American politician and lawyer (1854–1932)

Noble L. Mitchell (1854 – January 22, 1932) was an American politician and lawyer from Maryland. He served as a member of the Maryland House of Delegates, representing Harford County, from 1888 to 1890 and from 1900 to 1902.

==Early life==
Noble L. Mitchell was born in 1854 on Frederick Road near Gwynn's Falls, Baltimore, to Isaac Mitchell. He moved to Harford County with his father at the age of seven. He studied law with Edwin Hanson Webster and graduated from the University of Maryland School of Law in 1880.

==Career==
Mitchell started a law practice in Bel Air, Maryland. He was elected as secretary, treasurer and examiner of the Board of School Commissioners for Harford County and served until 1887.
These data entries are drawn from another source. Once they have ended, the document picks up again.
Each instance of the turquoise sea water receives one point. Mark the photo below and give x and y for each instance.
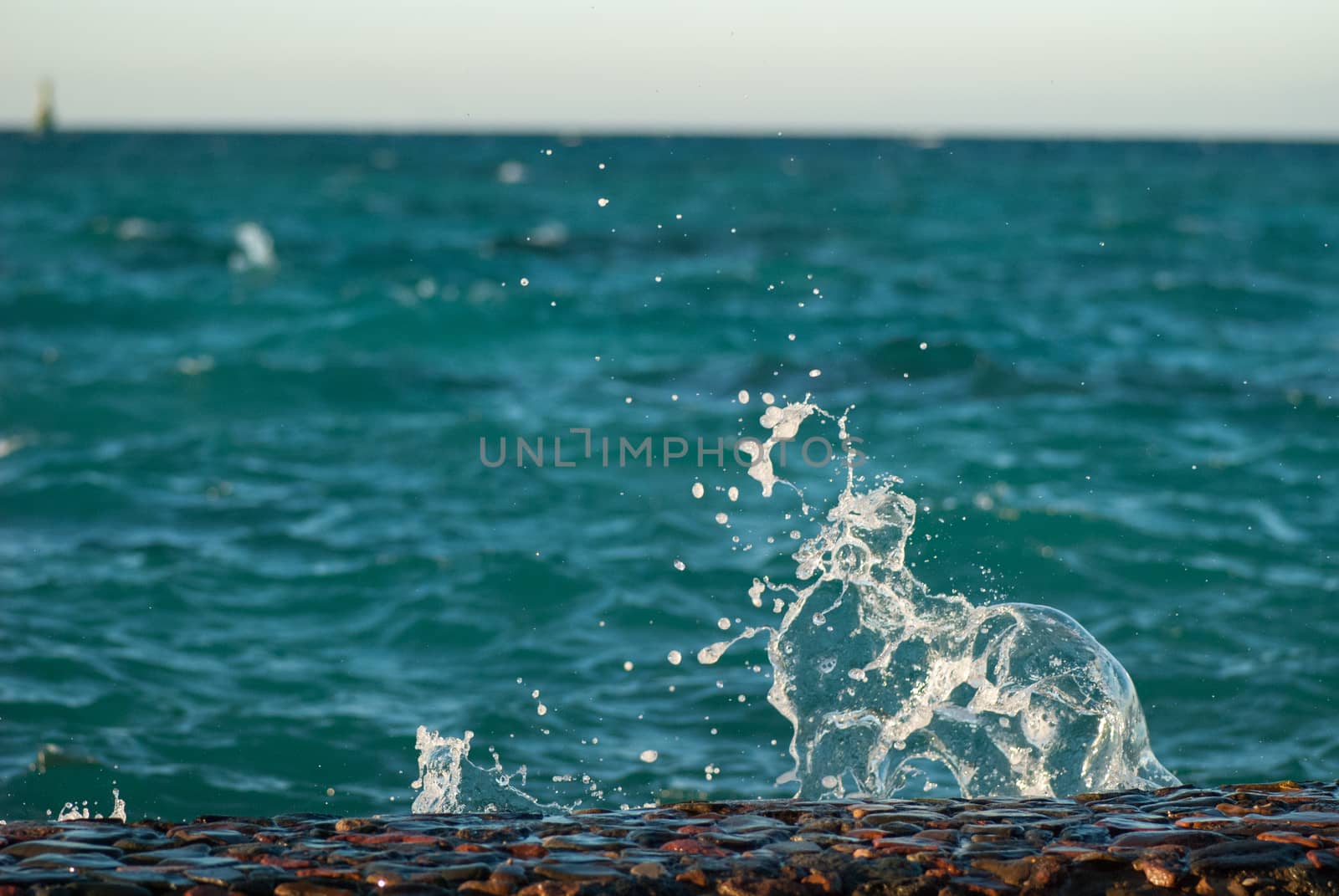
(248, 545)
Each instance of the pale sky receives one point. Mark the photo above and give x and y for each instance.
(1133, 67)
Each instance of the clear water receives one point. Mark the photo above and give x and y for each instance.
(248, 544)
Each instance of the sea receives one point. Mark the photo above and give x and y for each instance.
(263, 399)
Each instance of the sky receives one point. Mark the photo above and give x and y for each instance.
(1062, 67)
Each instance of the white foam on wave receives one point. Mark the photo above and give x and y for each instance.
(884, 681)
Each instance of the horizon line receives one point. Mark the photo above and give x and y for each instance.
(596, 131)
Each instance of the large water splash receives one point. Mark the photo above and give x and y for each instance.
(884, 679)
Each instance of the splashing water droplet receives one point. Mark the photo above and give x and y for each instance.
(1013, 699)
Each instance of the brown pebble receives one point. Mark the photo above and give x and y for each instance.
(551, 888)
(528, 851)
(653, 869)
(205, 889)
(694, 847)
(492, 887)
(1290, 837)
(310, 888)
(694, 876)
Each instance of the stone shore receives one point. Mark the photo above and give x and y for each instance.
(1263, 838)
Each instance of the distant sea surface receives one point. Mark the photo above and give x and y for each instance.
(248, 544)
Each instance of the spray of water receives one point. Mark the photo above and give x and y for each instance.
(450, 782)
(885, 681)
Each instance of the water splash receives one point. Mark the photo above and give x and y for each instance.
(450, 782)
(885, 681)
(75, 812)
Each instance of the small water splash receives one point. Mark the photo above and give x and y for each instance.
(254, 248)
(450, 782)
(75, 812)
(884, 681)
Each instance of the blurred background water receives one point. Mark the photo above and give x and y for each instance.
(247, 544)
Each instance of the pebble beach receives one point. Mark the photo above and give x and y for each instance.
(1265, 838)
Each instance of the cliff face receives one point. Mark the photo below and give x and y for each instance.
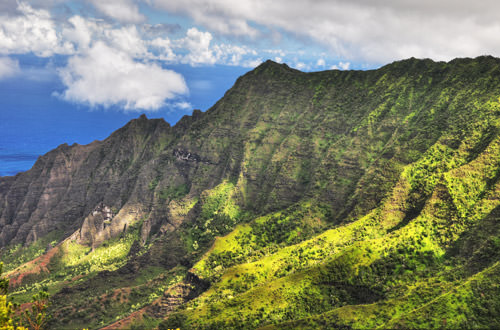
(382, 156)
(280, 134)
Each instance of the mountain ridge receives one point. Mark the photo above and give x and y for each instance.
(325, 188)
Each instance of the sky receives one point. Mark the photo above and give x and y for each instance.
(75, 71)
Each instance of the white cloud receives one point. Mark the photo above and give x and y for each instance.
(125, 11)
(341, 66)
(31, 31)
(183, 105)
(107, 76)
(372, 31)
(197, 43)
(8, 67)
(164, 49)
(218, 16)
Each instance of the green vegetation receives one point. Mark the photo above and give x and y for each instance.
(344, 199)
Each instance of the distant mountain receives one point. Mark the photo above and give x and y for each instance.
(345, 199)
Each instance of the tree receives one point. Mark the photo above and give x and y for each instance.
(37, 318)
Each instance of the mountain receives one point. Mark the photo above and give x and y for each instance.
(349, 199)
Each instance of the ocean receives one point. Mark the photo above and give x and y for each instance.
(34, 121)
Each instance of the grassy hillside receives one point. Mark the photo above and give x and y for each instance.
(354, 199)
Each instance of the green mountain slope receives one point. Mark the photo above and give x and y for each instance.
(353, 199)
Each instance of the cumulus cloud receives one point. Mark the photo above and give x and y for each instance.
(218, 16)
(197, 43)
(125, 11)
(8, 67)
(160, 29)
(367, 30)
(107, 76)
(32, 30)
(341, 66)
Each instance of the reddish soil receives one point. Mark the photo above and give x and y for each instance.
(35, 266)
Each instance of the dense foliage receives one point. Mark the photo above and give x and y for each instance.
(345, 199)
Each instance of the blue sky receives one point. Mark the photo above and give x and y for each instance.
(74, 71)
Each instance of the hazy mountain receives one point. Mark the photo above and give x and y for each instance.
(354, 199)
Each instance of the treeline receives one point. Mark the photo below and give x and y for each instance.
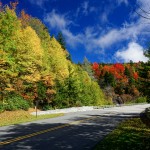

Mitchell was a Democrat. He served as a member of the Maryland House of Delegates, representing Harford County, from 1888 to 1890. He withdrew from consideration for the Democratic nomination in the 1891 election. In 1897, Mitchell ran for the Democratic nomination for the Maryland Senate.

Mitchell served again in the Maryland House of Delegates from 1900 to 1902. He served as Speaker of the Maryland House of Delegates in 1902. In 1905, Mitchell ran for the Democratic nomination for the Maryland Senate, but lost to Thomas H. Robinson. He served in the Maryland House of Delegates in 1914 and 1918. He served as county auditor in Harford County.

==Personal life==
Mitchell married Elva M. Cannon in 1881. His wife died in 1908. They had three daughters, Edna, Anna and Winifred. They lived in Pleasantville, Harford County. Mitchell married Estelle "Stella" Archer, daughter of Stevenson Archer and cousin of Stevenson A. Williams, on December 26, 1917.

Mitchell died on January 22, 1932, at the Church Home and Infirmary in Baltimore.